(From July 3, 2010)
Reviews of the Naim HeadLine headphone amplifier are hard to come by. And it’s a rare Naim dealer that stocks a $600 headphone amp that requires a $500 external power supply (minimum) to sound its best. There’s just not that much demand. But as a Naim devotee and serious headphone listener, I could not complete my search for a superior headphone amp without seeking out the HeadLine. It took a couple of months to get one on test, but it was worth it.
Like all Naim equipment, the HeadLine and NAPSC are built to military spec. There’s nothing flimsy about their aluminum chassis or the quality of their parts. The resulting performance is my new reference.
Although the HeadLine was immediately superior to everything else I’ve tried, it took a couple of days to break in. My earliest impression was that it was incredibly detailed, powerful, and smooth, but that it was revealing certain weaknesses in my digital source — an Oppo BDP-83 universal disc player (used as a transport) and a PS Audio Digilink III D-to-A converter. Specifically, all that detail came with hints of shrillness that seemed out of character for the warm-sounding nature of the PS Audio. I assumed the culprit was the Oppo, and wondered how a disc player used as a transport could make that much of a difference.
But after only one more day of listening, the HeadLine began to break in and the shrillness was gone. In its place was a musical deconstruction of every part of every track I played. Entirely new melody lines appeared — especially in upper bass regions that previously had sounded congested. Highs were sparkling and detailed without sounding etched. New voices in background vocals became apparent. Lyrics were clarified, and dialog in movies — including lines previously missed entirely — became complete.
Bass information through the HeadLine/NAPSC/Shure SRH840 combination is earth-shattering, but always correct. It is never bloated, slow, or vague. And it never appears when it’s not supposed to. Well-engineered recordings are revealed in their full glory, including recordings that I previously did not appreciate for being well-engineered — all previous headphone amps having mashed together discrete parts of the musical presentation in a manner making them sound congested, even at moderate volume.
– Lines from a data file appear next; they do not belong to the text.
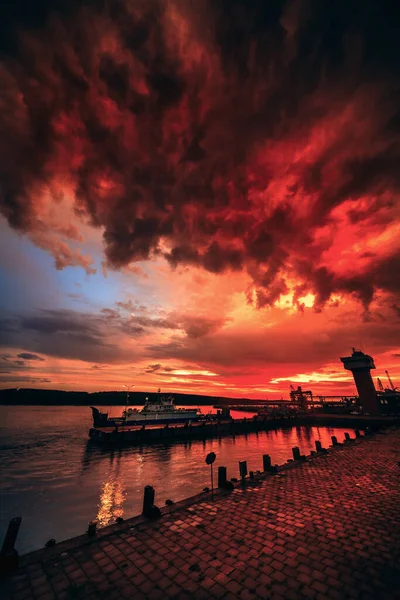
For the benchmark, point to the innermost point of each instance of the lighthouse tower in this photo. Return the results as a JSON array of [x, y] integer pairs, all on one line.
[[360, 365]]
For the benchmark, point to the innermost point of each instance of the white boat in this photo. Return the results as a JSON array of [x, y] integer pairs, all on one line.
[[161, 410]]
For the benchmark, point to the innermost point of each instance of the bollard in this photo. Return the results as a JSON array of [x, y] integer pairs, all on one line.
[[92, 528], [266, 462], [296, 453], [243, 469], [221, 477], [148, 500], [8, 554]]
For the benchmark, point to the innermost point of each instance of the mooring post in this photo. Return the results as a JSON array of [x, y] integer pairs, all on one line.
[[296, 453], [267, 462], [148, 500], [242, 469], [221, 477], [8, 554]]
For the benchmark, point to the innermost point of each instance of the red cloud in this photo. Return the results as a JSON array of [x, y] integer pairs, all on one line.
[[241, 137]]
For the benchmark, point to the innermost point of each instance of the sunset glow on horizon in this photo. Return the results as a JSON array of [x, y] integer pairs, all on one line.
[[200, 198]]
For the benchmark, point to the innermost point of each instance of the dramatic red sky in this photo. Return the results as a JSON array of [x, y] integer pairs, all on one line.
[[201, 196]]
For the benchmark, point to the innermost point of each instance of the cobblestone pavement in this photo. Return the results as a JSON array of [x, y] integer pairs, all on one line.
[[327, 528]]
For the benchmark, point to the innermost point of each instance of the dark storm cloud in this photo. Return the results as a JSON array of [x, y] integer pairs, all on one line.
[[62, 333], [190, 130], [29, 356], [231, 350]]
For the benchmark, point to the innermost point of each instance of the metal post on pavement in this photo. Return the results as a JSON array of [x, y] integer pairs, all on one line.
[[210, 459]]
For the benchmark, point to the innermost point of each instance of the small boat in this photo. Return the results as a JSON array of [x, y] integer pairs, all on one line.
[[159, 411]]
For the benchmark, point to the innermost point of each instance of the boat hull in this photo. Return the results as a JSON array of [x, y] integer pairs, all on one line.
[[102, 420]]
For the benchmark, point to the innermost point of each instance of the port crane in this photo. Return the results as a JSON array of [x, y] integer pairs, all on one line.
[[390, 382]]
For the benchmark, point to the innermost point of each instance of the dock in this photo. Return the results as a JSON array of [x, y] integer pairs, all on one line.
[[138, 435], [326, 527]]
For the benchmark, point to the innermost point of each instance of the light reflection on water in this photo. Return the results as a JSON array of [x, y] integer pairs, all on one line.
[[57, 481]]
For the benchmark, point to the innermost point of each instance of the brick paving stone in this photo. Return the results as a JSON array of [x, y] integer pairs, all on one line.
[[325, 529]]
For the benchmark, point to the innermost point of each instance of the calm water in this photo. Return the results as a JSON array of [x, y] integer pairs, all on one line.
[[57, 482]]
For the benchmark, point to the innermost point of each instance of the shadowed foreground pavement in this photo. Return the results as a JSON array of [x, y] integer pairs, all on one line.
[[327, 528]]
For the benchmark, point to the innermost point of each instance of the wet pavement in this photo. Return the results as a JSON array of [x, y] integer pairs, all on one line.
[[325, 528]]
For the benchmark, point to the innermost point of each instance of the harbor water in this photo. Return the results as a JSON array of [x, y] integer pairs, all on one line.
[[54, 479]]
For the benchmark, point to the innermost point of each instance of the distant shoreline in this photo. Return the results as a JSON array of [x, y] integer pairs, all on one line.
[[37, 397]]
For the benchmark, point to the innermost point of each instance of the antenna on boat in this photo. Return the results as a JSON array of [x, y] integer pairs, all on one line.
[[127, 387]]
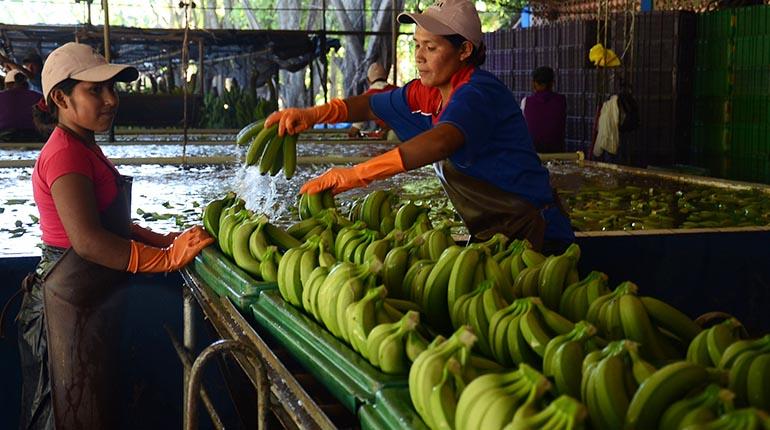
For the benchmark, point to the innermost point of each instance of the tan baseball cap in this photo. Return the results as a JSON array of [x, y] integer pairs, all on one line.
[[375, 72], [447, 17], [11, 76], [81, 62]]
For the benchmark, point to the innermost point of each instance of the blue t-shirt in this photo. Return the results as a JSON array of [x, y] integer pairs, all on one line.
[[498, 148]]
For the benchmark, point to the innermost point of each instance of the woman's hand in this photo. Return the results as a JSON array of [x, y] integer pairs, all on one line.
[[339, 179], [294, 120]]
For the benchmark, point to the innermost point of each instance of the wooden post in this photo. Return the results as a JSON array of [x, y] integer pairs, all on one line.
[[201, 78], [394, 30]]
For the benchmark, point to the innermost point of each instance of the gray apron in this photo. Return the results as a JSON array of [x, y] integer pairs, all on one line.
[[486, 209], [79, 331]]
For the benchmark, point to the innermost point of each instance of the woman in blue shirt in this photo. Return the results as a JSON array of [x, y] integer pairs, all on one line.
[[462, 119]]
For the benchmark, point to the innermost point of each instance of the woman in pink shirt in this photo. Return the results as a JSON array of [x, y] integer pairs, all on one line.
[[69, 317]]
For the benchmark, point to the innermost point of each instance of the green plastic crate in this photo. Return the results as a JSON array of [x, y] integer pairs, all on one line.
[[392, 410], [227, 279], [346, 374]]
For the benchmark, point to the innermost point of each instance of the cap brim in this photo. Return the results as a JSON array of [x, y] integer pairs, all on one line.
[[425, 21], [105, 72]]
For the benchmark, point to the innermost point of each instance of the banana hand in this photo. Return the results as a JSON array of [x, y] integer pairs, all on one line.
[[336, 179]]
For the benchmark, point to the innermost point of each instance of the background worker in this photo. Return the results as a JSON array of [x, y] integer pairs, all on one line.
[[545, 112], [16, 103], [70, 315], [378, 83], [459, 117], [31, 66]]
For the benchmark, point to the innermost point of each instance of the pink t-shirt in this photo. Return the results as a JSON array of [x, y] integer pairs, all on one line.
[[61, 155]]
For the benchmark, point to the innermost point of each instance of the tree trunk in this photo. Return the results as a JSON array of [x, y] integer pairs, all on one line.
[[292, 84]]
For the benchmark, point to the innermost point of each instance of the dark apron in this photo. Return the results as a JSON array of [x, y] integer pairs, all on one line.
[[487, 209], [81, 327]]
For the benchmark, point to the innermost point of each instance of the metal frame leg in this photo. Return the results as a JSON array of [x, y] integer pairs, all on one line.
[[221, 346]]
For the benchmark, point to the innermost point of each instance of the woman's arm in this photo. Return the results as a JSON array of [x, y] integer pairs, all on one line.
[[359, 109], [433, 145], [73, 195]]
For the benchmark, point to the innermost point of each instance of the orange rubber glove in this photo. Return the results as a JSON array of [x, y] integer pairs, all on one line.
[[295, 120], [149, 237], [149, 259], [339, 179]]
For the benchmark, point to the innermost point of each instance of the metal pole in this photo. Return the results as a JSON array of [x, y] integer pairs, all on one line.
[[201, 79], [220, 346], [106, 8], [394, 37], [106, 30], [188, 336]]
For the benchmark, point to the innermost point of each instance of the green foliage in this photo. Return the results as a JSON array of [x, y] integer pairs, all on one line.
[[234, 109]]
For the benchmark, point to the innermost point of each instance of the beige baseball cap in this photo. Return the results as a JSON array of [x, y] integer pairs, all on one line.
[[81, 62], [445, 17], [375, 72], [11, 76]]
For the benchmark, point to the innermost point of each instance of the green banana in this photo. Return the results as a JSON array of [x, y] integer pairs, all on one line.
[[391, 354], [278, 237], [670, 318], [290, 156], [664, 387], [248, 132], [258, 144], [427, 369], [240, 246]]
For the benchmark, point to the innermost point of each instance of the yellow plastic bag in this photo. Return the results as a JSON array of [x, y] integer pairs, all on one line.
[[603, 57]]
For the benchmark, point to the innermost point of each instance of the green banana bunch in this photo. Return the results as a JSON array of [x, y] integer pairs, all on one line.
[[240, 245], [268, 267], [444, 395], [280, 238], [248, 132], [434, 295], [428, 368], [310, 291], [663, 388], [263, 139], [622, 315], [699, 408], [563, 353], [350, 291], [361, 318], [212, 212], [230, 221], [564, 413], [395, 266], [671, 319], [313, 205], [490, 401], [476, 309], [553, 276], [608, 384], [415, 279], [707, 347], [527, 282], [407, 215], [747, 362], [741, 419], [577, 297], [295, 268], [385, 344], [495, 244], [376, 211], [461, 278], [517, 264]]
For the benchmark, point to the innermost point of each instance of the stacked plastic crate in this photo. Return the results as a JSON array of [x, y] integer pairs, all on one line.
[[750, 98], [577, 82], [712, 134], [658, 65]]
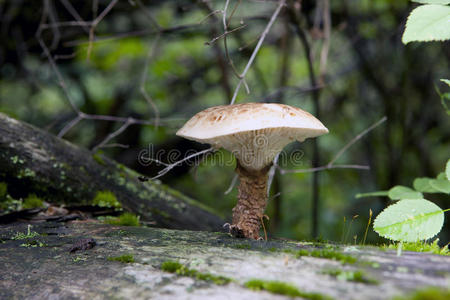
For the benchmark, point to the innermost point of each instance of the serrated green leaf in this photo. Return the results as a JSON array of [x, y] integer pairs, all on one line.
[[441, 176], [442, 185], [372, 194], [444, 2], [403, 192], [447, 169], [428, 23], [410, 220], [423, 185]]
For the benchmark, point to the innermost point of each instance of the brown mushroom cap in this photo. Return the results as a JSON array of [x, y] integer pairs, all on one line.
[[254, 132]]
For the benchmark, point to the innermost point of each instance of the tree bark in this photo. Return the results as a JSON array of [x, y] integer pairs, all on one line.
[[42, 266], [34, 161]]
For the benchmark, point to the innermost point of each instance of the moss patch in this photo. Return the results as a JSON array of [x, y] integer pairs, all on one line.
[[176, 267], [328, 254], [282, 288], [126, 219], [106, 199], [126, 258], [355, 276], [32, 201], [427, 294]]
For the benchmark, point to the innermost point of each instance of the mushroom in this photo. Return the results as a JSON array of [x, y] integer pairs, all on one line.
[[255, 133]]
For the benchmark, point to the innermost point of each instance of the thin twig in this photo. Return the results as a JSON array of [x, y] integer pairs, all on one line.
[[96, 21], [150, 55], [171, 166], [331, 164], [224, 34], [256, 50], [112, 135]]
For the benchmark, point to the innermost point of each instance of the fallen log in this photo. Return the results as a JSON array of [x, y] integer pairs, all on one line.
[[96, 261], [35, 161]]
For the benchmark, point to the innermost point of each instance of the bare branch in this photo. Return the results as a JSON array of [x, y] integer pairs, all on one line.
[[113, 134], [281, 3], [224, 34], [171, 166], [96, 21], [331, 164]]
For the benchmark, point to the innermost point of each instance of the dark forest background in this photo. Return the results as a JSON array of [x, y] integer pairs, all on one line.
[[151, 65]]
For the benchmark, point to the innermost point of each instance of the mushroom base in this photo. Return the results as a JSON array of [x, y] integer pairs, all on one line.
[[252, 200]]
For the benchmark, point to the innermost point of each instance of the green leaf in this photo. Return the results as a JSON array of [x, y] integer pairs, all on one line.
[[441, 176], [444, 2], [447, 170], [423, 185], [410, 221], [372, 194], [403, 192], [428, 23], [442, 185]]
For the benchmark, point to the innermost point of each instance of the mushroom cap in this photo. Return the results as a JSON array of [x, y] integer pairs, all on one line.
[[254, 132]]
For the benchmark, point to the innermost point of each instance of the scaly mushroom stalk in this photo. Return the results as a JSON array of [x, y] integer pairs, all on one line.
[[252, 201], [255, 133]]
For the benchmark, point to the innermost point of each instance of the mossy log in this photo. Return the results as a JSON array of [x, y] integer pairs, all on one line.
[[35, 161], [131, 263]]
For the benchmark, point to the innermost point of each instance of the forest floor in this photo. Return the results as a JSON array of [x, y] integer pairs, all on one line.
[[91, 260]]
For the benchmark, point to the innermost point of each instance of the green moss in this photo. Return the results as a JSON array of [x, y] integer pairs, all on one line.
[[355, 276], [427, 294], [282, 288], [126, 219], [33, 244], [97, 157], [29, 234], [328, 254], [242, 246], [3, 190], [126, 258], [25, 173], [32, 201], [106, 199], [422, 246], [176, 267], [159, 212]]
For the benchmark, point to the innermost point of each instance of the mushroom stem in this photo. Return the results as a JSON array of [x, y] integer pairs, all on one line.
[[252, 200]]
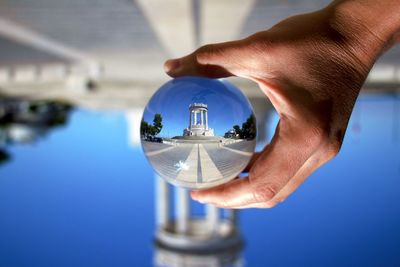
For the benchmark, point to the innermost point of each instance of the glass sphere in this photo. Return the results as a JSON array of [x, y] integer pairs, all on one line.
[[198, 132]]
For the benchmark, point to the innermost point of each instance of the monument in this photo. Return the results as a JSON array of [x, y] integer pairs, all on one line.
[[198, 121]]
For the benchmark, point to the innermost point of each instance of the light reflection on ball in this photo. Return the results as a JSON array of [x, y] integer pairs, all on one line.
[[197, 132]]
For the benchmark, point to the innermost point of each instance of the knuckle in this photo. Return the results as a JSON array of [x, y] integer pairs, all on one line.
[[317, 136], [264, 193], [205, 53], [332, 149]]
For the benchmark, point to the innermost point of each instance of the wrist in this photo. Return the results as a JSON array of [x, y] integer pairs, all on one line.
[[367, 25]]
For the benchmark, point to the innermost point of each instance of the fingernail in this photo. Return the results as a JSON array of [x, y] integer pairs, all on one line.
[[171, 64]]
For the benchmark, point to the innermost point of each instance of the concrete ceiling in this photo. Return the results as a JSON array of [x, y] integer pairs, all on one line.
[[131, 39]]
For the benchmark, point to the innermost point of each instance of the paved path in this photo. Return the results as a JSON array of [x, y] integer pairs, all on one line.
[[199, 163]]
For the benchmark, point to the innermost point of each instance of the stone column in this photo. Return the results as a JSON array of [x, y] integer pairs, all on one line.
[[206, 119], [190, 119], [182, 209], [162, 200]]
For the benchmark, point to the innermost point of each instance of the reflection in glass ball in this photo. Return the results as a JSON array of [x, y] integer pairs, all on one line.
[[197, 132]]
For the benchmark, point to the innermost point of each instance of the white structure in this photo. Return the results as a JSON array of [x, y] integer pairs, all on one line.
[[215, 231], [198, 121]]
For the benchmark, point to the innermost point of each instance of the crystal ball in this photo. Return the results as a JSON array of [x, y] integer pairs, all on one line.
[[197, 132]]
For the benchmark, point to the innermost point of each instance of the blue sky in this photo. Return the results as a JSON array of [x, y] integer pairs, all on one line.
[[226, 105], [82, 196]]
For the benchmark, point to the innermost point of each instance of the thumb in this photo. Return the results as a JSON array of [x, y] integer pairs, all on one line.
[[213, 61]]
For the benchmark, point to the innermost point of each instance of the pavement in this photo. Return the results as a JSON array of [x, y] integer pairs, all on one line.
[[199, 165]]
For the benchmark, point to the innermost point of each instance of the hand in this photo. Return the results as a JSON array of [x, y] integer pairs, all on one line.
[[311, 67]]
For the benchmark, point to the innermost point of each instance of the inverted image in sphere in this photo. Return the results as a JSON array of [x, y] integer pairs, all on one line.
[[198, 132]]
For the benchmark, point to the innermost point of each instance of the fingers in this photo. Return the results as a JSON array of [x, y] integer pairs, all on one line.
[[253, 159], [213, 61], [312, 164], [272, 171]]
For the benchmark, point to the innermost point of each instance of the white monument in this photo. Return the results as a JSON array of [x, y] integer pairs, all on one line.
[[198, 121]]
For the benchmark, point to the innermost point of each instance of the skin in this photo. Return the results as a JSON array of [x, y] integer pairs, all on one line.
[[311, 67]]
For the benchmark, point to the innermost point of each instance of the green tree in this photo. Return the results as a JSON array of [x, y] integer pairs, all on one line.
[[147, 129], [157, 123], [248, 130], [237, 129], [144, 128]]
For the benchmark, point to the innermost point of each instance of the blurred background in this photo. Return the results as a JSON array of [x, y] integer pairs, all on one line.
[[76, 189]]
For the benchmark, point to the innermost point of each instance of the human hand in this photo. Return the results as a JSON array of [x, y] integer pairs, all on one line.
[[311, 67]]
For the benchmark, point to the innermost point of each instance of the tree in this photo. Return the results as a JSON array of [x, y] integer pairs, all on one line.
[[147, 129], [144, 128], [248, 129], [157, 123]]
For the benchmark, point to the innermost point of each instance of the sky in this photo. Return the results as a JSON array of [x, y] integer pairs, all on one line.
[[82, 196]]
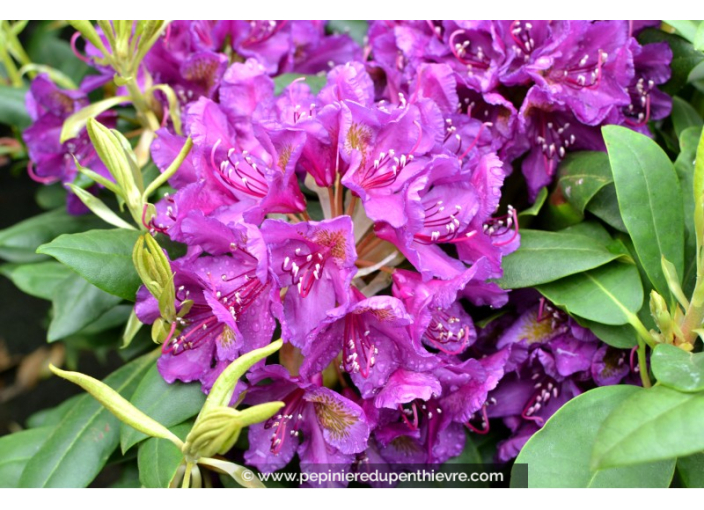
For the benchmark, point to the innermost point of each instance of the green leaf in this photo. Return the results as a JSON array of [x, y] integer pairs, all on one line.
[[608, 295], [80, 444], [691, 470], [654, 424], [16, 450], [684, 116], [582, 175], [547, 256], [76, 304], [558, 455], [315, 82], [19, 243], [12, 109], [99, 208], [53, 415], [224, 386], [169, 404], [45, 47], [117, 405], [356, 29], [604, 206], [159, 459], [684, 166], [129, 478], [677, 369], [650, 200], [686, 28], [103, 257], [621, 337], [38, 280], [534, 209], [698, 41], [684, 57]]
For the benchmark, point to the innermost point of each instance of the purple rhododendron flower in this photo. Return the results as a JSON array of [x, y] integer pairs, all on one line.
[[364, 221]]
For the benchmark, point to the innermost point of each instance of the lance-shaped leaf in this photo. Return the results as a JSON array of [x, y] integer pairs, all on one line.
[[76, 304], [169, 404], [19, 242], [582, 175], [221, 392], [569, 438], [115, 152], [548, 256], [118, 405], [86, 436], [101, 256], [611, 294], [650, 200], [88, 31], [16, 450], [654, 424], [38, 280], [698, 184]]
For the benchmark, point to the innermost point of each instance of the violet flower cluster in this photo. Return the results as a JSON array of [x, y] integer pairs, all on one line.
[[362, 223], [546, 86]]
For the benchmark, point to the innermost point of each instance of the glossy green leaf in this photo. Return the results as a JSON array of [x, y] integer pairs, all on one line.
[[582, 175], [534, 209], [684, 57], [684, 116], [76, 304], [356, 29], [650, 200], [686, 28], [547, 256], [654, 424], [559, 454], [19, 242], [103, 257], [169, 404], [118, 405], [315, 82], [604, 206], [698, 41], [621, 337], [38, 280], [677, 369], [609, 295], [691, 470], [53, 415], [16, 450], [159, 459], [12, 109], [45, 47], [80, 444], [684, 166], [224, 386]]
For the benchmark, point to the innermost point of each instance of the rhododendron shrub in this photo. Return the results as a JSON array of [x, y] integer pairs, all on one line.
[[322, 252]]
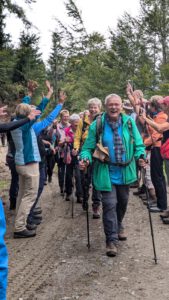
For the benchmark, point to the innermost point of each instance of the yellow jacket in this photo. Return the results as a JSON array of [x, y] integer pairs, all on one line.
[[81, 132]]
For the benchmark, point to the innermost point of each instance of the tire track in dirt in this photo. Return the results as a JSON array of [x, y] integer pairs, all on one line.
[[32, 260]]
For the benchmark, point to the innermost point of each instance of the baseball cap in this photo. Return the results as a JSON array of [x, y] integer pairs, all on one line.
[[165, 100]]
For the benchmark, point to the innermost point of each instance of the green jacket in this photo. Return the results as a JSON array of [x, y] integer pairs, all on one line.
[[134, 147]]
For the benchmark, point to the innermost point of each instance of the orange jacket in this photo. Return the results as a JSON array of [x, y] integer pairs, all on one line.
[[155, 137]]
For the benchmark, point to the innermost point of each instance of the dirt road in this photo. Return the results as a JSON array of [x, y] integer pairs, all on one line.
[[56, 264]]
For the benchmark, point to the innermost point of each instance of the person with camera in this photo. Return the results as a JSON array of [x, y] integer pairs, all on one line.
[[121, 139]]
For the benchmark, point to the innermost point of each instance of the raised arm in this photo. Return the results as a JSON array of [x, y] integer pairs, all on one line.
[[158, 127]]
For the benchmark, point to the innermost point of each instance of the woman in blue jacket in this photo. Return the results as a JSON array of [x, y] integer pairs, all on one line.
[[5, 127]]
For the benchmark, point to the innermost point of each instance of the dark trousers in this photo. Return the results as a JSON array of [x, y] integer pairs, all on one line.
[[157, 177], [50, 160], [42, 178], [14, 186], [114, 208], [65, 173]]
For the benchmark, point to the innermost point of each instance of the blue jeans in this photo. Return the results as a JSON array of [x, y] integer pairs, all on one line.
[[114, 208], [3, 255]]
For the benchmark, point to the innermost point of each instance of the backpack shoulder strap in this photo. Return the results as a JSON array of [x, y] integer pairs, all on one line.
[[98, 128], [129, 123]]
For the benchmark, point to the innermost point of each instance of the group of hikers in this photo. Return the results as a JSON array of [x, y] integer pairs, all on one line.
[[98, 152]]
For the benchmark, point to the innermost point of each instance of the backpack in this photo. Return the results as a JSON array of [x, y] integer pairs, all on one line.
[[99, 130], [164, 150]]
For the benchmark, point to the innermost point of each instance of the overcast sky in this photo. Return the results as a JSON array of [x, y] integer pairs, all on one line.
[[97, 15]]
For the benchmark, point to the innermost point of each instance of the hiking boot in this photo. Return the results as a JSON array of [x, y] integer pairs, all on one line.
[[50, 179], [84, 205], [155, 209], [164, 214], [122, 235], [37, 217], [151, 203], [24, 234], [37, 211], [31, 226], [79, 199], [111, 250], [140, 191], [96, 212], [134, 185], [35, 221], [67, 197], [165, 221], [12, 205]]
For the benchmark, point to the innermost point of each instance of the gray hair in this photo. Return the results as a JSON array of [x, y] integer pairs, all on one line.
[[74, 117], [95, 101], [111, 96]]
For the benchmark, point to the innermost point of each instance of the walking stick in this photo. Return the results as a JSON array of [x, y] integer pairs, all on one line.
[[85, 186], [73, 183], [149, 213]]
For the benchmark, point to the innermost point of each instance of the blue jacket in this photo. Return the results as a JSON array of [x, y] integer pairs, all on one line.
[[26, 142], [39, 126], [3, 255]]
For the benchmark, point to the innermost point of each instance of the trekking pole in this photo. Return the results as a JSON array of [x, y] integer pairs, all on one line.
[[149, 213], [73, 182], [85, 184]]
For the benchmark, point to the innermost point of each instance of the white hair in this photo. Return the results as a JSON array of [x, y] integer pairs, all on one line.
[[95, 101], [74, 117], [111, 96]]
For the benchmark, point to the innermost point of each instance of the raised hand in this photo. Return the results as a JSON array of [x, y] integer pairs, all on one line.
[[62, 96], [48, 85], [33, 114], [129, 89], [32, 85], [50, 89]]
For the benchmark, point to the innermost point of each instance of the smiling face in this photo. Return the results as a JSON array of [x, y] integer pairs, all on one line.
[[114, 107], [94, 109]]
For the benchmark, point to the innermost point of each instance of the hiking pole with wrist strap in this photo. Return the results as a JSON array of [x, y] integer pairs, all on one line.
[[85, 186], [149, 213]]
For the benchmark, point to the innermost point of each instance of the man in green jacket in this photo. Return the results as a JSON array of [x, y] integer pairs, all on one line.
[[125, 146]]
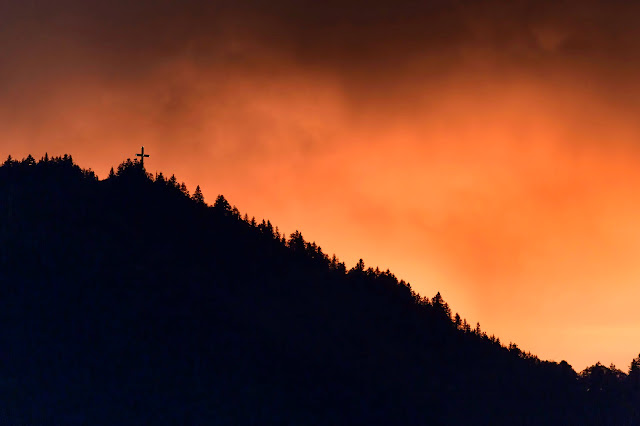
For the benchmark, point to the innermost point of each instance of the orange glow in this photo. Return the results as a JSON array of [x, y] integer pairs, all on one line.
[[510, 189]]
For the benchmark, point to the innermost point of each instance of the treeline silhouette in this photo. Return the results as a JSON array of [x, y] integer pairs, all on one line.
[[130, 301]]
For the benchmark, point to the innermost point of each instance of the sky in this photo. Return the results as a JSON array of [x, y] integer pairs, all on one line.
[[487, 150]]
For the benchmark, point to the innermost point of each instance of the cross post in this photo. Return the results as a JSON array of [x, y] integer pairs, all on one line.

As for sub-optimal recordings, the HeadLine makes them “listenable” in a meaningful and intelligent way. The Naim doesn’t subtract or gloss over detail to dumb these recordings down. Rather, the HeadLine enables one to hear “into” the mix to appreciate the artistic performance in spite of poor engineering. Using the HeadLine, the listener is able to come away with a clear picture of the artist’s intent and to forget about poor production values. It’s really quite extraordinary.
Needless to say, the HeadLine is allowed me to fall in love all over again with my Oppo/PS Audio front end — a $1200 combination that can’t be surpassed until one reaches the $3500 mark in a standalone CD player (as I’ve written in my earlier review of the Oppo).
Perhaps the greatest and most obvious testament to the quality of the Naim HeadLine is the amount of time I’ve spent listening to it, and the fact that I constantly look forward to listening to it again. I’ve been so anxious to play everything in my collection, that at times I’ve stood paralyzed before my CD rack trying to decide what to hear next. The Naim is that good.
And what about “Mighty Mite,” the Rega EAR? At $300 (less than a third the price of the Naim/NAPSC combination), it remains an incredible value — especially for AKGs and other ‘phones that are difficult to drive. I’m going to repurpose it, for now, in my computer system to drive my trusty old AKG K501s. Seek out the Rega if you’re looking for a great budget performer that punches out of its weight class. But if and when finances permit, I can’t imagine you will hear anything better than the Naim HeadLine. To my ears, it’s that good.